Stazione climatica tra le più caratteristiche del Parco Nazionale delle Foreste Casentinesi, Monte Falterona e Campigna, nonché punto di riferimento per chi vuole visitare quella parte di Casentino prossima alla Romagna, Badia Prataglia si è affermata nel corso del Novecento come centro di villeggiatura e strategico crocevia per gli amanti delle escursioni.

Il borgo, oggi compreso nel territorio comunale di Poppi, si sviluppò agli inizi dell’XI secolo intorno all’Abbazia di Santa Maria Assunta e San Benedetto, monastero benedettino sorto a partire dal 986, A fondare la badia furono dei monaci provenienti da Montecassino, incentivati dal vescovo di Arezzo Elemperto. Nel 1008 lo stesso presule consacrò il monastero e la sua chiesa ultimati.

Fino alla metà del XII secolo l’abbazia aumentò la propria influenza e i propri possessi grazie a notevoli donazioni, in particolare a quelle dei vescovi aretini. L’espansione si scontrò però con quella del vicino Monastero di Camaldoli, che pian piano prese il sopravvento e tra il 1157 e nel 1183 anche i monaci di Badia Prataglia dovettero accettare la regola camaldolese.

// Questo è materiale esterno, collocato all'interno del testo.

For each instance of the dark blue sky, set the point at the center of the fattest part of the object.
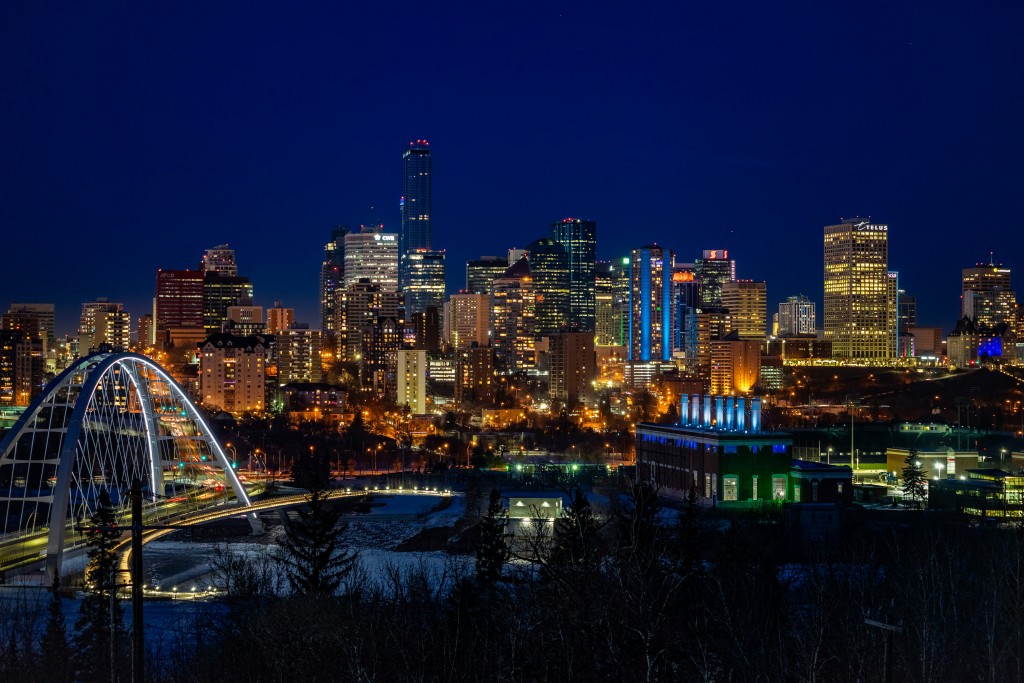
(137, 134)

Nel 1314 ci fu un rifacimento della chiesa abbaziale, ma il cenobio sopravvisse solo fino al 1391, quando Papa Bonifacio IX lo soppresse. Per fortuna sopravvisse la Chiesa di Santa Maria Assunta e San Benedetto, che si ammira ancora al centro del paese. L’edificio è ciò che resta dell’antica abbazia e ancora presenta alcune tracce della struttura medievale, come l’abside semicircolare e la cripta a tre navate e due campate, con archi a tutto sesto e volte a crociera, che ha nei capitelli delle colonne alcuni elementi fitomorfi. Nella cripta è presente anche una singolare figura umana in pietra con le braccia alzate, definita un orante. Gli interventi del 1630 alla chiesa portarono in dote i due altari laterali e il fonte battesimale. Durante gli interventi di ripristino stilistico del 1930 venne infine innalzato il campanile.

Oltre al centro abitato principale, Badia Prataglia comprende agglomerati di abitazioni, detti “castelletti”, sparsi qua e là tra castagneti e abetine e collegati tra loro da un sentiero.

In località La Casina, lungo la strada che conduce a Corezzo e Rimbocchi, nel territorio di Chiusi della Verna, si trova La Grotta, ovvero una cappella dedicata alla Madonna di Lourdes fatta costruire nel 1939 dal parroco Lorenzo Mondanelli come ringraziamento per essere stato protetto dalla Vergine mentre era in missione in Cile,

Il Museo Forestale “Carlo Siemoni” è dedicato a Karl Siemon, italianizzato come Carlo Siemoni, ingegnere forestale boemo ed esperto in selvicoltura e botanica, che fu chiamato ad amministrare le foreste casentinesi nel 1837 dal Granduca Leopoldo II. Nel museo si possono osservare anche le gigantografie della flora e della fauna dell’Appennino.

Accanto alla struttura museale si trova l’Arboreto, il più antico d’Italia, impiantato nell’Ottocento dall’ingegner Siemoni, che aveva il difficile compito di rimediare alle condizioni dei boschi, rovinati dai tagli indiscriminati dei monaci camaldolesi e dei coloni che appoderavano senza autorizzazione vaste porzioni di foresta. Siemoni fu coadiuvato nella sua attività da un altro forestale boemo, Antonio Seeland, e in seguito dai figli Edoardo e Carlo, che dopo la morte del padre nel 1878 divennero amministratori dei possedimenti dei Lorena.

Il progetto di salvataggio dei boschi casentinesi, di cui l’arboreto rappresentava il cuore, riguardava una serie di interventi innovativi nella gestione del patrimonio ambientale, ma soprattutto la sperimentazione e l’acclimatazione di specie forestali esotiche, che potessero dare un rendimento sempre maggiore, in termini qualitativi e quantitativi del legname, in previsione di una loro eventuale introduzione nella foresta.

L’arboreto ha un’estensione di circa tre ettari e ospita 139 specie arboree, fra le quali sono presenti persino le gigantesche sequoie americane.